Mieszkańcy nie byli świadomi, że w budynku jest prowadzona deratyzacja - uzasadniała sędzia Barbara Rezmer.
- Część z państwa wiedziała, ale z rozmów, że będzie przeprowadzana. Natomiast nie byli poinformowani jakim środkiem, ani dokładnie kiedy - mówiła Rezmer.
Stopień nieostrożności właściciela budynku był bardzo wysoki - dodaje sędzia.
- Wiedząc, że w tym domu mieszkają małe dzieci, umieścił pan trutkę w taki sposób, że spowodowała ona zatrucie małoletniego Michała Kosierba.
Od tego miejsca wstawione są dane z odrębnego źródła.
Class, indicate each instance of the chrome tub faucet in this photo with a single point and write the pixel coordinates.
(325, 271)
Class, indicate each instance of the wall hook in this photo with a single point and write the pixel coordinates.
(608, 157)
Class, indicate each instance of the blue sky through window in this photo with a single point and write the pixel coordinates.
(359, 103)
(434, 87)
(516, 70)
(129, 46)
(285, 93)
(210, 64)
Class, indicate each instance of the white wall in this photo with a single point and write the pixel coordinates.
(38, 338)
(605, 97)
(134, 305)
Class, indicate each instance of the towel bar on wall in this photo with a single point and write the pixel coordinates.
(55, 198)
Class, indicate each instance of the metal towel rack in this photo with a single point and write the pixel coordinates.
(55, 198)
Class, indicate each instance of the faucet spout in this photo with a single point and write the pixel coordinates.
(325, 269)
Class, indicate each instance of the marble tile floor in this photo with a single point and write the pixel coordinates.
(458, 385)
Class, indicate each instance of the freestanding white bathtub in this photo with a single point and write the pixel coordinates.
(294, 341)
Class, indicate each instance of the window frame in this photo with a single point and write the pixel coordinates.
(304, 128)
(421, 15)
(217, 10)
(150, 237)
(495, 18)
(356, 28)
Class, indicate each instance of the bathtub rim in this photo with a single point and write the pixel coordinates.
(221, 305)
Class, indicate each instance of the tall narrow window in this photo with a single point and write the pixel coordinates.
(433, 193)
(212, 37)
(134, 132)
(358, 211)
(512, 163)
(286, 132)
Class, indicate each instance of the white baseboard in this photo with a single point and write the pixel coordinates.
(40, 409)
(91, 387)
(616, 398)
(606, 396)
Naraziła też na niebezpieczeństwo wszystkie osoby, które mieszkały w tym domu. Rodziców Michała naraził pan także na rozstrój zdrowia - mówiła sędzia.
Z tak niskim wyrokiem nie zgadza się Krystian Kosierb, którego syn śmiertelnie zatruł się oparami preparatu na szczury.
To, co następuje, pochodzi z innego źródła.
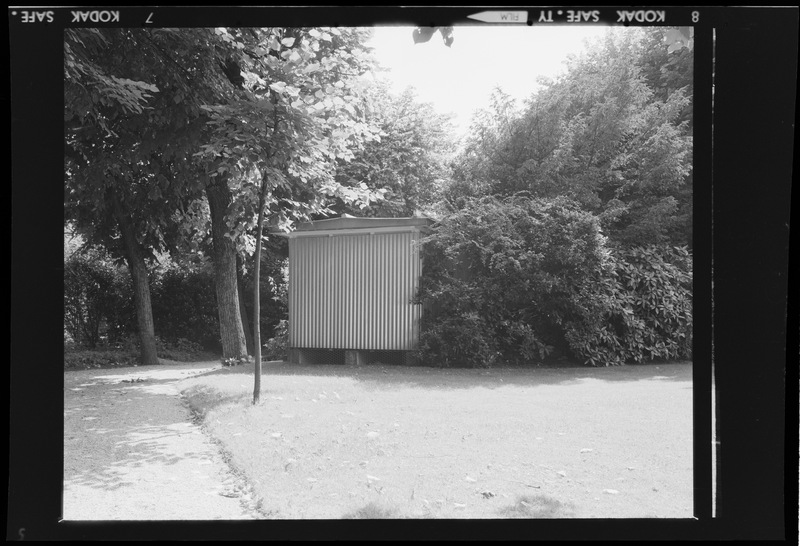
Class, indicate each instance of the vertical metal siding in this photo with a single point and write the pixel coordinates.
(353, 291)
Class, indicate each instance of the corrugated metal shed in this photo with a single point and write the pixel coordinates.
(351, 281)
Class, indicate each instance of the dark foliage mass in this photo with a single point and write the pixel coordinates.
(520, 280)
(564, 222)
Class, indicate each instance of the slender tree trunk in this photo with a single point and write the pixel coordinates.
(257, 297)
(234, 344)
(248, 333)
(141, 285)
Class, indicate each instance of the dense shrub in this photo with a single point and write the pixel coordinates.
(276, 348)
(185, 307)
(499, 274)
(520, 279)
(125, 352)
(99, 358)
(647, 311)
(94, 296)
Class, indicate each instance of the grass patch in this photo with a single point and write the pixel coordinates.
(127, 354)
(538, 506)
(372, 511)
(380, 441)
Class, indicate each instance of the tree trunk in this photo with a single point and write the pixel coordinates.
(248, 333)
(141, 285)
(234, 344)
(257, 297)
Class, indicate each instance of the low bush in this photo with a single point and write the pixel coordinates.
(521, 279)
(277, 347)
(185, 307)
(99, 358)
(646, 310)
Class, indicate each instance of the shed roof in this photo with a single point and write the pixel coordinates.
(352, 222)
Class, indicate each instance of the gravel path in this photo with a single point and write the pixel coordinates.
(132, 451)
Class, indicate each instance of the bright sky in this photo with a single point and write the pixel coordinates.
(460, 78)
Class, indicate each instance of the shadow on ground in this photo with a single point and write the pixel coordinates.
(118, 424)
(382, 376)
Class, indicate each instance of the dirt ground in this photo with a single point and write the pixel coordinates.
(330, 442)
(132, 452)
(596, 443)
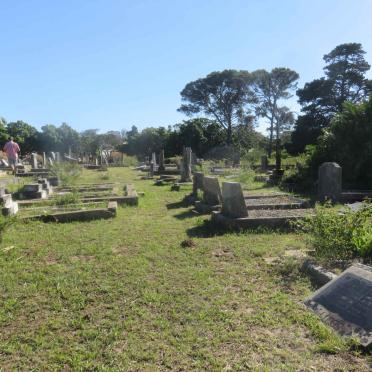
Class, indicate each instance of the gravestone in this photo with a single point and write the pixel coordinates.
(153, 159)
(329, 181)
(161, 161)
(152, 169)
(34, 161)
(233, 203)
(212, 191)
(186, 165)
(197, 183)
(345, 303)
(264, 162)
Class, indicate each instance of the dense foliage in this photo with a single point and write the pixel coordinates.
(340, 235)
(323, 98)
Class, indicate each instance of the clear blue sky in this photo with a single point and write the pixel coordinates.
(109, 64)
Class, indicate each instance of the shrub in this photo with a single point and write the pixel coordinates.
(69, 198)
(340, 235)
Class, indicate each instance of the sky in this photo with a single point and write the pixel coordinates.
(110, 64)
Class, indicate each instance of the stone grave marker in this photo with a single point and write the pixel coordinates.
(186, 165)
(212, 191)
(197, 183)
(161, 161)
(34, 160)
(233, 203)
(264, 162)
(345, 303)
(329, 181)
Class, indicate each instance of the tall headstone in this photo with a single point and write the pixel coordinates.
(186, 172)
(58, 157)
(197, 183)
(161, 161)
(211, 191)
(34, 160)
(233, 203)
(264, 162)
(153, 159)
(329, 181)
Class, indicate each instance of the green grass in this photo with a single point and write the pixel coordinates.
(122, 294)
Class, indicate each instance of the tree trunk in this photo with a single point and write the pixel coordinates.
(270, 149)
(278, 152)
(229, 134)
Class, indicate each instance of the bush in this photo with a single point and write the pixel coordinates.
(340, 235)
(69, 198)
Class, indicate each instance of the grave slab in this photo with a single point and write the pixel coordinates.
(345, 303)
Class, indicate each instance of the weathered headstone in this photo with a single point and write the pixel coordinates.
(161, 161)
(153, 159)
(264, 162)
(186, 165)
(197, 183)
(233, 203)
(34, 160)
(152, 169)
(329, 181)
(345, 303)
(212, 191)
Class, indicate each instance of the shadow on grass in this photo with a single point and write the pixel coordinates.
(176, 205)
(186, 214)
(206, 230)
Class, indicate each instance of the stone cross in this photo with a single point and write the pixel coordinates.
(329, 181)
(212, 191)
(233, 202)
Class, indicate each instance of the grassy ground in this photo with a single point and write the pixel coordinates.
(126, 294)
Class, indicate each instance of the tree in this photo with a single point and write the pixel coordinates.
(225, 96)
(49, 138)
(270, 88)
(348, 141)
(323, 98)
(25, 134)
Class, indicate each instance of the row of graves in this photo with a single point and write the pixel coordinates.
(46, 200)
(343, 301)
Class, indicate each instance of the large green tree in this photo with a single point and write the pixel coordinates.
(224, 96)
(322, 98)
(25, 134)
(271, 88)
(348, 141)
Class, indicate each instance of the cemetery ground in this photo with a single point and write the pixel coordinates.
(158, 287)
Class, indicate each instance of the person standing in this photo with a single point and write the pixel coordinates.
(12, 149)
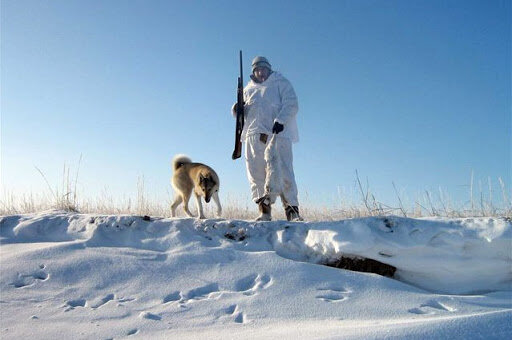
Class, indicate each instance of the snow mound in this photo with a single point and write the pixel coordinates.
(93, 276)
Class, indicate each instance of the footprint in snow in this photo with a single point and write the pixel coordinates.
(25, 280)
(95, 303)
(175, 296)
(431, 306)
(207, 292)
(251, 284)
(333, 294)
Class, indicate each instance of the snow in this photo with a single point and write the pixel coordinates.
(67, 275)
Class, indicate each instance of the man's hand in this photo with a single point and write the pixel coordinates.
(277, 128)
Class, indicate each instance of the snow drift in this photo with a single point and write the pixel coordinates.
(93, 276)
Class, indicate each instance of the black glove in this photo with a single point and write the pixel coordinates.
(277, 128)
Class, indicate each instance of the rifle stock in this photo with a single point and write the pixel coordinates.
(237, 153)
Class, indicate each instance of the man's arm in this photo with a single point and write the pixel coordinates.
(289, 102)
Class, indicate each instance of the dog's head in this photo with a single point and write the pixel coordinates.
(208, 186)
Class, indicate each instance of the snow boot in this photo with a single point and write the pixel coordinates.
(292, 213)
(265, 211)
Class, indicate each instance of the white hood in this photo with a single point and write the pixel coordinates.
(268, 102)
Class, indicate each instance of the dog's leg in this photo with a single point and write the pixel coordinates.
(175, 204)
(215, 197)
(186, 198)
(199, 206)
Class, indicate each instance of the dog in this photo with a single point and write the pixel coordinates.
(200, 178)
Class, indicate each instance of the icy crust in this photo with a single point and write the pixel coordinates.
(456, 256)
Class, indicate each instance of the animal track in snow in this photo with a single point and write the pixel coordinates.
(210, 291)
(252, 283)
(175, 296)
(333, 294)
(24, 280)
(431, 306)
(241, 318)
(100, 302)
(95, 303)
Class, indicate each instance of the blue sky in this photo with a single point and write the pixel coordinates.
(415, 93)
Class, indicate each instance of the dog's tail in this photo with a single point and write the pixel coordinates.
(179, 160)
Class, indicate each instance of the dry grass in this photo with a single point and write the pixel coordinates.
(65, 197)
- Czy dwa lata za śmierć dziecka może satysfakcjonować? Nie satysfakcjonuje. Wierzymy, że wyrok jest słuszny, będzie przestrogą dla kolejnych samozwańczych deratyzatorów - mówił ojciec zmarłego dziecka.
Wyrok jest nieprawomocny. Obie strony zapowiadają apelacje.